His hand brushed my arm, warm and familiar. I flinched, just a little. The street was loud with traffic; the sun glinted off parked cars. For a moment, we looked like any other couple, just running errands together on a Tuesday afternoon.
“Tsk, why have you been crying?”
His fingers traced the corner of my eye, gentle but detached, as if he was wiping dust from a countertop rather than tears from my skin.
He frowned and rubbed his fingertip at the corner of my eye.
The gesture made my stomach twist. I remembered all the times he’d done that before—at graduations, on birthdays, after too many glasses of wine. Now it felt rehearsed, impersonal.
“I told you, it’s just an act. She’s just a little bird. I’m just curious when she’ll finally give in.”
His words felt slippery, like he was talking about someone else’s problem. The canary screeched in my mind again, trapped and furious.
As he spoke, something fell out of his pocket.
A box of condoms.
The cardboard hit the curb with a muted thud. It sat there, garish and out of place, like a prop that belonged in a different scene.
Derek coughed lightly and touched his nose.
His cheeks colored, but he just shrugged it off with a cocky half-smile. "Whoops," he said, but didn't really mean it.
He didn’t explain.
There was an awkward pause, the kind that lingers and grows, but he just tucked the box away and steered me inside.
He took me into the county clerk’s office.
The linoleum floor squeaked under our shoes. Couples waited in hard plastic chairs, some arguing in whispers, some holding hands with knuckles white. The clerk barely glanced at us, her glasses perched low on her nose.
Everything went smoothly.
The paperwork was quick, the questions routine. It was clinical, impersonal, the way the DMV feels on a slow day.
I have aphasia. Sometimes, when I get nervous, the words just freeze up—like my brain hits pause and my mouth forgets the script.
My mouth worked, but the words caught in my throat like peanut butter. Sometimes when I’m nervous, nothing comes out at all. I could feel the pressure building behind my tongue, every muscle tight.
I often can’t speak in front of strangers.
In line at the bank, at the doctor’s office, even on the phone with the pizza guy—it happened more than I liked to admit. Today, the words just vanished.
But I can nod and shake my head.
That was enough. I made it through childhood on gestures alone. Nodding was safer than trying to say something and failing.
“Is this a voluntary divorce?”
“Yes.”
I nodded.
“Confirming emotional breakdown?”
“Yes.”
I nodded.
“One-month waiting period.
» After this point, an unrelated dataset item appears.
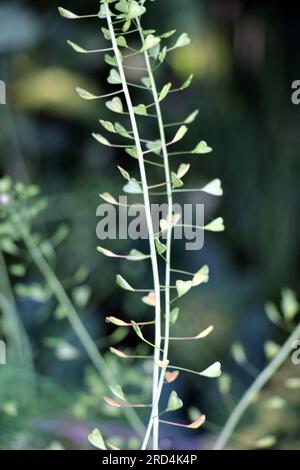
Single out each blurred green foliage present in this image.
[0,0,300,448]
Come back in a month.”
Derek took the receipt.
He grinned, folding the slip and tucking it into his wallet next to a dozen old business cards. I watched his hands, the way his fingers lingered on the receipt like it was a ticket to a show he couldn’t wait to see.
Before leaving, he snapped a photo, lowered his head, and sent a message.
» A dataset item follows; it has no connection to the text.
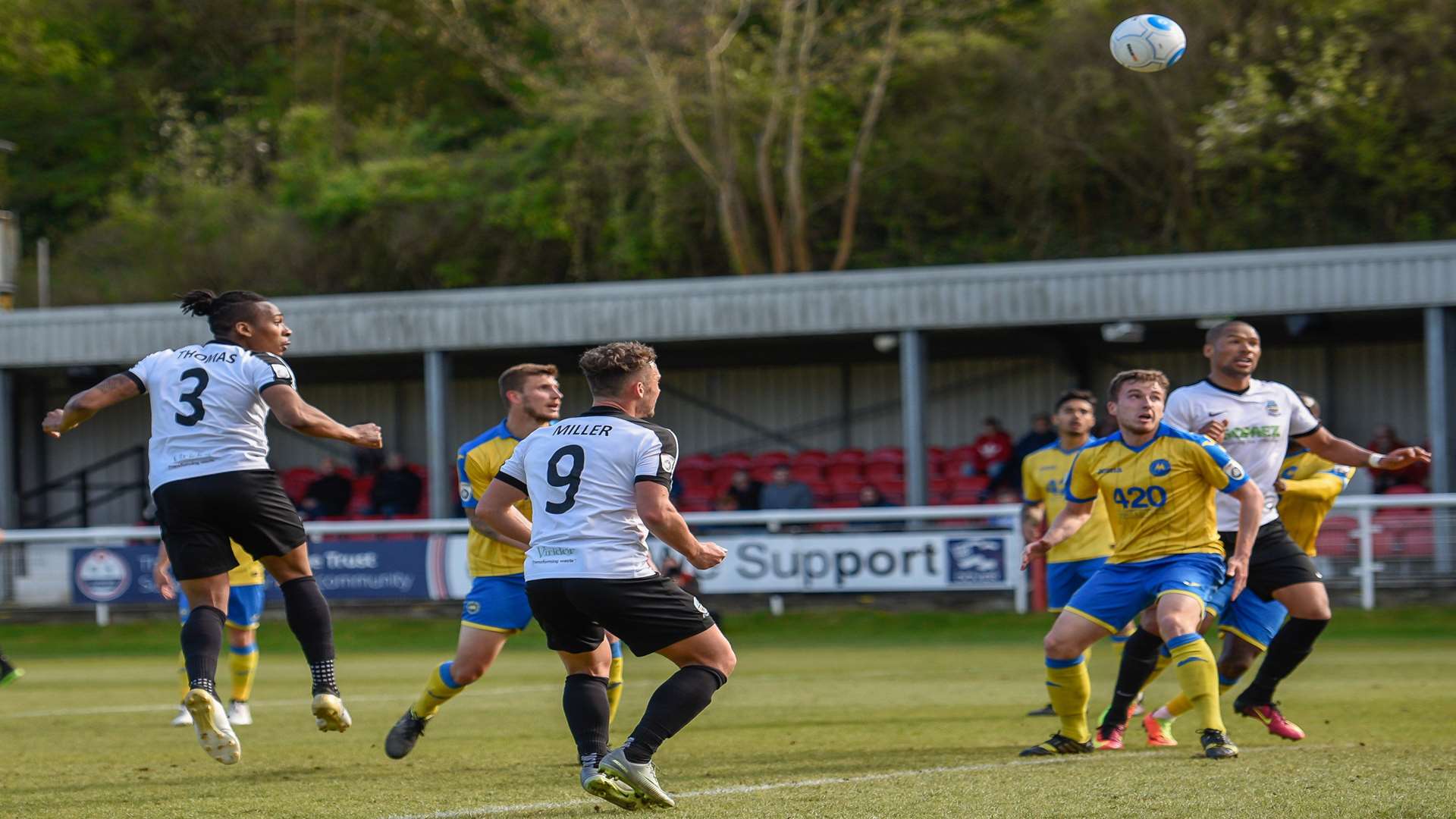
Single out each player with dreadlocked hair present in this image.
[42,290,383,765]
His phone buzzed; he barely looked up, thumbs flying. I watched the little blue light on his screen blink twice before he pocketed it again.
My message came too.
As always, from Madison.
Her name popped up with a little heart emoji, taunting me. I almost dropped my phone.
Derek sent her the photo of the receipt, with an added line:
[Satisfied? Clean up and wait for me tonight.]
His words made my skin crawl, but I couldn’t look away. It was like rubbernecking a car wreck—awful, but impossible to ignore.
I tapped her profile picture and blocked her.
The relief was instant—a small act of rebellion. I exhaled for the first time all day. The power to sever that tie, even virtually, felt like a thread snapping inside me.
Just as I finished, a ticket confirmation text came in.
The vibration startled me. My thumb shook as I opened it, and for a moment, the world seemed to pause—like the universe was waiting to see if I’d really go through with it.
At the same time, a Facebook Messenger ping:
[Ticket bought. One month from now.]
[See you in Paris.]
I stared at the words, the blue check marks, the sense of something new waiting just beyond the airport security line. My chest tightened—not from fear, but from hope.